Los sectores económicos internacionales tampoco apoyan al independentismo catalán. Pese a que las ventajas que comporta ser un Estado pequeño vuelven al candelero del debate académico, no ha habido informes internacionales positivos sobre los efectos de tal independencia para los propios catalanes, ni, desde luego, para el conjunto de España. Uno de los últimos sobre “el coste de ser soltero”, lo publicó el banco ING, según el cual la independencia que, señala, se podría decidir unilateralmente en 48 horas tras el 1 de octubre, sumergiría a la región en un largo período de incertidumbre y podría terminar teniendo efectos negativos que “proporcionalmente excederían” a los del Brexit. Aunque, recuerda el informe, en el proceso poco se ha debatido de los efectos económicos de lo que llama “Catalexit”. Entre ellos, además de la incertidumbre que se generaría, se cita el empobrecimiento de los hogares y la caída en exportaciones –de una región puntera de España a este respecto y otros– e inversiones extranjeras. También sería dañino para el conjunto de España, según ha apuntado Moody’s. Tampoco todo esto ha sido ni será directamente positivo para la imagen de una España que había vendido como un éxito su modelo de Estado de las Autonomías, ahora cuestionado. Aunque la percepción exterior era la de un alto grado de autonomía de Cataluña, a pesar de algunos problemas y demandas.

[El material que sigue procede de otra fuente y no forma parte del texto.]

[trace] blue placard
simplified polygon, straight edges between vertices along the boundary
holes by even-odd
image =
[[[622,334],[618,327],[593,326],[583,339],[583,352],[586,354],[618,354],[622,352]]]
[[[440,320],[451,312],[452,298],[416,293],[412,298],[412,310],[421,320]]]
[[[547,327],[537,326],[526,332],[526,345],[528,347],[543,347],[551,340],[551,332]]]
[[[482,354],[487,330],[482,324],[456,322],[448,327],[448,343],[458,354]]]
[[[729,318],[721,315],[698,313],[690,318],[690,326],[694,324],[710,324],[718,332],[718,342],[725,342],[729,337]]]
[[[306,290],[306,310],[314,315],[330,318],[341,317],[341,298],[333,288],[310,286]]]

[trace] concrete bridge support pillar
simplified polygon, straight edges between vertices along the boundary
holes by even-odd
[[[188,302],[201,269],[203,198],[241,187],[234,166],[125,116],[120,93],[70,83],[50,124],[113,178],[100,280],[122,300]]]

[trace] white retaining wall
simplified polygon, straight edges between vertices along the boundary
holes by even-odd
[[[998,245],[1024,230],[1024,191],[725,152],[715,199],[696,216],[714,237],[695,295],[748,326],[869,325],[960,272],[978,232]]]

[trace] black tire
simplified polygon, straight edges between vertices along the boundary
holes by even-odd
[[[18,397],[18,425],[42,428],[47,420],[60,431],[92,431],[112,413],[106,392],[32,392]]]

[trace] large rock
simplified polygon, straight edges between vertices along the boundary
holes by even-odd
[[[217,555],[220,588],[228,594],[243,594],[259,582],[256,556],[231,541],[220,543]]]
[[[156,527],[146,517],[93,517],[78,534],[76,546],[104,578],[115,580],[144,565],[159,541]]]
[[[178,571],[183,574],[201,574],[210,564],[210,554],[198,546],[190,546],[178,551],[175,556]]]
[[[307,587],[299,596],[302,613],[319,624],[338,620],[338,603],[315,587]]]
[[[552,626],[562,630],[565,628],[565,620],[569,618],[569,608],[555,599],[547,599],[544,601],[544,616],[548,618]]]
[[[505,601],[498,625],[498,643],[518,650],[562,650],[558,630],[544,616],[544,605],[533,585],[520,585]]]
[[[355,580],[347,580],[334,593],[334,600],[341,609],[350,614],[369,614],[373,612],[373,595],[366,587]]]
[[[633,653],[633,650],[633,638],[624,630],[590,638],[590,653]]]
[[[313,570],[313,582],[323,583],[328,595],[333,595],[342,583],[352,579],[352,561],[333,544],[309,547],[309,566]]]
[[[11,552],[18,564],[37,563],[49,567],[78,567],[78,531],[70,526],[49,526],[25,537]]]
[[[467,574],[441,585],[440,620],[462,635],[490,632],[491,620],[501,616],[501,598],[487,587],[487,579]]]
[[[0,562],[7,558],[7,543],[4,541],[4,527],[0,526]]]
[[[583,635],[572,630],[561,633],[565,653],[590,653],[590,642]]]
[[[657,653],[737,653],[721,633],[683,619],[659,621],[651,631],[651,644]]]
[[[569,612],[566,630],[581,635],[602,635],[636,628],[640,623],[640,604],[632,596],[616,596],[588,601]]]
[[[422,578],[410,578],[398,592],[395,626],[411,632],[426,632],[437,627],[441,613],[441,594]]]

En cuanto a la prensa internacional de calidad, no apoya la idea de independencia de Cataluña. Pero, en general, tampoco rechaza de plano la idea de un referéndum (no éste), y, sobre todo, pide política y diálogo a las partes y que se atiendan a algunas de las demandas catalanas, como la cuestión de la financiación, la diferencia entre lo que Cataluña aporta y lo que recibe en términos presupuestarios. Esta cuestión de la falta de diálogo y de medidas políticas, y no sólo judiciales, está también haciendo mella en la imagen de España.
Desde fuera se mira no sólo al 1 de octubre, sino a lo que puede ocurrir después. Si al cabo se llegara a una declaración de independencia unilateral por parte del Govern y de una mayoría exigua en el Parlament catalanes, nadie de peso la reconocería fuera. ¿Qué pasaría? Pues eso, quedaría en nada. Pero no sin problemas mayúsculos internos, cuando a España se la espera en Europa para una nueva fase de la construcción comunitaria.